The market wants Apple to unveil a time machine

Harvard Business Review:

The critics that are screaming right now are intellectually lazy. They’re throwing temper tantrums instead of looking at the big picture. Like two-year-olds, they don’t really know what they want. And they’re not happy when they get it, anyway. Apple could unveil a new car and they’d say Apple’s days are over because it’s just bet its future on an industry it knows nothing about. Not unlike, say, Apple’s entrance into the mobile phone industry. I bet that if Apple did unveil a time machine, they’d claim it wasn’t fast enough.

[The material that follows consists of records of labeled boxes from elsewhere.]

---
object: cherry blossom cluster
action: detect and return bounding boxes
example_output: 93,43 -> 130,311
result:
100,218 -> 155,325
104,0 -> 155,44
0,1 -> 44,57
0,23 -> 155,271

Tim Cook is taking exactly the right approach, staying the course, despite distracting expectations swirling around him. Apple is a marvel of human achievement.

Don’t worry, Apple fans. This too shall pass.

  • Domicinator

    I love that over the last couple of days, reason has returned. All this BS was triggered by a stupid WSJ story. Unbelievable. What can Apple do BUT stay the course?

  • Hearing people called themselves as ‘critics’ telling why Apple is failing and how soon Apple will collapse…

    I just think they’re all idiots who doesn’t know shit about Apple.

  • “marvel of human achievement” might be taking it a little far, but I do agree with the sentiment.

    • “marvel of human achievement” might be taking it a little far

      I disagree. Apple’s hardware is the end point of a series of technological achievements that started with the first punch card computers and the vacuum tube. We carry around computers in our pocket more versatile than anything ever conceived of in science fiction and “make amazing things happen by pointing at it with our fingers like goddamn wizards.”

    • A perfectly reasonable opinion. Here’s an idea.

      Let’s put you in a new production of “1950 House,” which I’m notionally producing for PBS in my imagination. You get to continue living your public life, but you must exist for 60 days without any personally-owned technology that was invented after 1960. Perhaps you might feel differently after we see six full hour-long episodes of you (or someone similarly privileged) complaining nonstop about how disconnected you feel from the entire world.

      • “complaining nonstop about how disconnected you feel from the entire world.”

        Already happening. See the whiny Paul Miller on The Verge.

        “At CES I was on a Venetian hotel couch, feet away from a pair of $107K speakers. I was unhappy.”

        • It just had to be The Verge, didn’t it?


  • lucascott

    Apple is getting the last laugh. The next Terminator is going to look just like Steve Jobs, proof that Apple is secretly building SkyNet as we speak.